Some of the innovative projects selected for awards include:
• Liquid Metal Grid-Scale Batteries: Created by Professor Don Sadoway, a leading MIT battery scientist, the all-liquid metal battery is based on low-cost, domestically available liquid metals with potential to break through the cost barrier required for mass adoption of large scale energy storage as part of the nation’s energy grid. If successful, this battery technology could revolutionize the way electricity is used and produced on the grid, enabling round-the-clock power from America’s wind and solar power resources, increasing the stability of the grid, and making blackouts a thing of the past. And, if deployed at homes, it could allow individual consumers the ability to be part of a future “smart energy Internet,” where they would have much greater control over their energy usage and delivery.
• Bacteria for Producing Direct Solar Hydrocarbon Biofuels: Researchers at the University of Minnesota have developed a bioreactor that has the potential to produce a flow of gasoline directly from sunlight and CO2 using a symbiotic system of two organisms. First, a photosynthetic organism directly captures solar radiation and uses it to convert carbon dioxide to sugars. In the same area, another organism converts the sugars to gasoline and diesel transportation fuels. This development has the potential to greatly increase domestic production of clean fuel for our vehicles and end our reliance on foreign oil.
• CO2 Capture using Artificial Enzymes: Funding will support an effort by the United Technologies Research Center to develop new synthetic enzymes that could make it easier and more affordable to capture carbon dioxide emissions from power plants and factories. If successful, the effort would mean a much lower energy requirement for industrial carbon capture and significantly lower capital costs to get carbon capture systems up and running. Success of this project could substantially lower the cost of carbon capture relative to current, state-of-the-art amine- and ammonia-based processes. This would represent a major breakthrough that could make it affordable to capture the carbon dioxide emissions from coal and natural gas power plants around the world.

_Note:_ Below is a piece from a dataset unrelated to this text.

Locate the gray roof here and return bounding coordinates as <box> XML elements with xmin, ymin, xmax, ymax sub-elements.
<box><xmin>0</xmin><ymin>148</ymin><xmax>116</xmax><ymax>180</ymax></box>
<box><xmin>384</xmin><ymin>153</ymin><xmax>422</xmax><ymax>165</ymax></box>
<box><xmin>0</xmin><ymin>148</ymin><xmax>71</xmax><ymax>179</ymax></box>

• Low Cost Crystals for LED Lighting: Developed by Momentive Performance Materials, this proposal for novel crystal growth technology could dramatically lower the cost of developing light emitting diodes (LEDs), which are 30 times more efficient than incandescent bulbs and four times more efficient than compact fluorescents. This higher-quality, low-cost material would offer significant breakthroughs in lowering costs of finished LED lighting, accelerating mass market use, and dramatically decreasing U.S. lighting energy usage. Lighting accounts for 14 percent of U.S. electricity use.
ARPA-E was originally established under the America Competes Act of 2007. In April, President Obama announced $400 million in initial funding for the agency. The projects unveiled today are part of the first solicitation from ARPA-E’s $400 million in total Recovery Act funding. The 37 selected projects, which are receiving an average of approximately $4 million each, span the energy sector, including potentially transformative innovations in energy storage, biofuels, carbon capture, renewable power, building efficiency, vehicles and other energy technology areas.
Inspired by the Defense Advanced Research Projects Agency (DARPA), ARPA-E was created to support high-risk, high-reward energy research that can provide transformative new solutions for climate change and energy security.
This first ARPA-E solicitation was highly competitive and oversubscribed, with over 3,600 initial concept papers received. Of those, approximately 300 full applications were requested and ultimately 37 final awardees through a rigorous review process with input from multiple review panels composed of leading U.S. energy science and technology experts and ARPA-E’s program managers. Evaluations were based on the potential for high impact on ARPA-E’s goals and scientific and technical merit.